Entrepreneur has a way with threes
Triathlete aims to make third startup another success
By JOHN SCHREINER The Financial Post
VANCOUVER - Both personally and professionally, technology entrepreneur Jim Miller is looking for hat tricks.
A 55-year-old triathlete who represented Canada twice in the Ironman world championships, the sinewy Mr. Miller has begun training for his third Ironman.
A former medical professor who took two Vancouver drug companies from startup to success, Mr. Miller now has taken over as chief executive of a startup software company called ThoughtShare Communications Inc., which will launch its Internet software next month.
ThoughtShare's product, emerging from five years of research at Simon Fraser University, is a tool allowing users to organize information found on the Internet to reduce the deluge of data that search engines generate. In June, the company will start giving away the tool to potential users. Under development are a number of related software products that will be sold.
"This is not a fait accompli by any means," Mr. Miller said of the company in which he has invested some of the money he has made in past successes. "This is still a challenge to deliver."
A native of St. Catharines, Ont., he grew up in Quebec, where his father ran the railroad to the iron ore mines and where a summer of driving spikes inspired Mr. Miller to get a doctorate in medicine, teaching his specialty -- epilepsy and strokes -- at the University of British Columbia.
He became interested in commercializing the biotechnology research being done at the university and in 1981 became a founder of what is now called QLT PhotoTherapeutics Inc. A producer of light-sensitive drugs for treating cancer, QLT is Vancouver's largest pharmaceutical firm.
In 1991, when QLT had entered into the glacial process of filing for various regulatory approvals of its products, the restless Mr. Miller moved on. After a brief period as a venture capitalist, he helped found Inex Pharmaceuticals Corp. When it had raised $100-million in private and public equity and taken its drugs into clinical trials, Mr. Miller replaced himself as CEO in March, 1999, with David Main, a former colleague at QLT. Mr. Miller, who remains the chairman, since has been involved with a private fund investing in biotechnology.
"My original game plan was that I was not going to be involved in anything longer than five years," Mr. Miller said.
He learned that biotechnology works on longer time lines. He expects success or failure to come much more quickly in information technology.
"We've raised close to $7-million for ThoughtShare and we feel that is sufficient to bring this to the point of commercialization."
One of the investors is Meteor Technologies Inc., an ex-mining junior that has acquired 50.3% of ThoughtShare.
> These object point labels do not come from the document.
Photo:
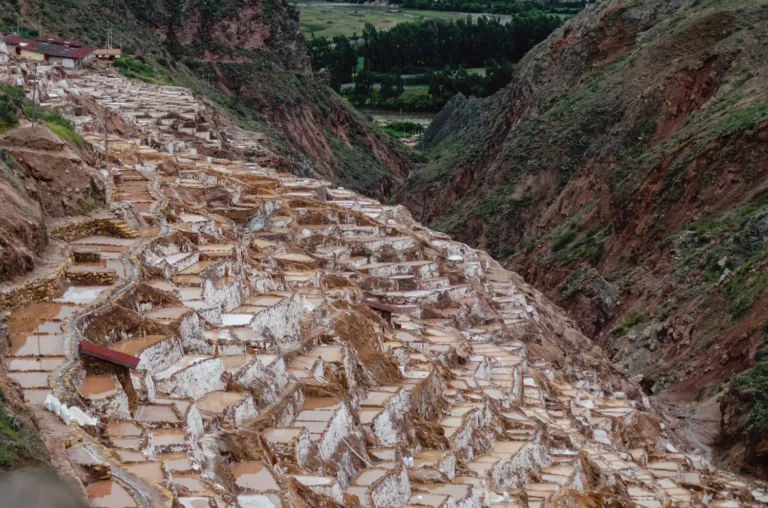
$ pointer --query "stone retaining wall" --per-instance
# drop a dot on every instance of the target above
(92, 227)
(39, 290)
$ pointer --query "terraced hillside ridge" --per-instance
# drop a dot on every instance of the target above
(623, 173)
(250, 58)
(279, 341)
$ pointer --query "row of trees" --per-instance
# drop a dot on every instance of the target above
(421, 45)
(443, 85)
(437, 51)
(492, 6)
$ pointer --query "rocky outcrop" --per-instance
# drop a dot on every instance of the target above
(42, 177)
(632, 142)
(255, 53)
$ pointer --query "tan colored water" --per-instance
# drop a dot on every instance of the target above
(108, 494)
(254, 476)
(123, 428)
(218, 401)
(281, 435)
(369, 476)
(98, 387)
(149, 470)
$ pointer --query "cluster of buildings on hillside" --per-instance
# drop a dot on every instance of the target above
(68, 54)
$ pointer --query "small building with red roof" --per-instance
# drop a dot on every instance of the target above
(68, 54)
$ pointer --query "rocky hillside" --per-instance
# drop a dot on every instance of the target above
(249, 57)
(623, 172)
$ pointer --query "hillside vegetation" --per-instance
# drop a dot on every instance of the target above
(252, 58)
(623, 171)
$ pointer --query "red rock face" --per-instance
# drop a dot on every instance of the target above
(620, 146)
(258, 54)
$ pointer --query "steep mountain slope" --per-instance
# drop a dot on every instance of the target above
(623, 172)
(254, 56)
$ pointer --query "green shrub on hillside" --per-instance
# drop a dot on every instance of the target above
(62, 127)
(11, 99)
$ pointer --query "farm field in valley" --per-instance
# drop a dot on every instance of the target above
(331, 19)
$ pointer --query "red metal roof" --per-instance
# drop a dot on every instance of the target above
(108, 355)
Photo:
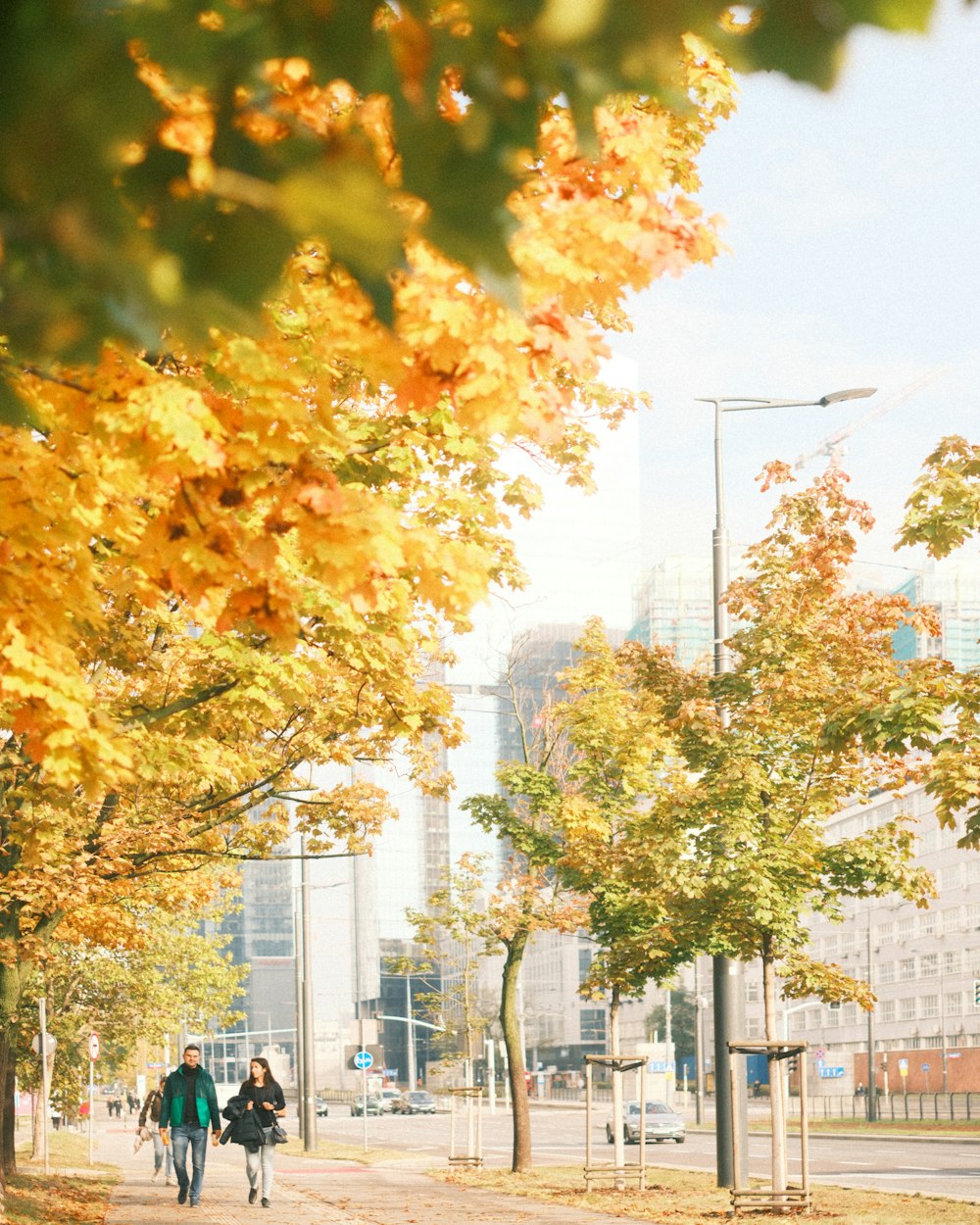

Mr. Miller moved from investor to CEO earlier this year at the urging of Fred Fabro, ThoughtShare's president. The two have been associated at other technology companies and Mr. Fabro sold Mr. Miller on the novelty of running a software company.
An habitual doodler, the casually dressed Mr. Miller fits in easily at a company where someone is always sketching software solutions on white boards. At one memorable meeting with his engineers in a sushi bar, Mr. Miller spent three hours scribbling diagrams on napkins. When an overeager busboy cleared the table, Mr. Miller had to retrieve his notes from the garbage.
At the heart of ThoughtShare are two technologies being made to work together. One is Web organizing technology developed at Simon Fraser and the other is a complementary bookmarking technology developed by a private Vancouver company. The resulting software allows an individual to create virtual maps of Web searches. The object is to group and annotate relevant sources of information, to revisit these sources easily and to forward them electronically.
Mr. Miller believes the applications of the technology are so broad that one of his most important jobs as CEO is to keep his engineers focused on the most promising aspect "and not be all over the map."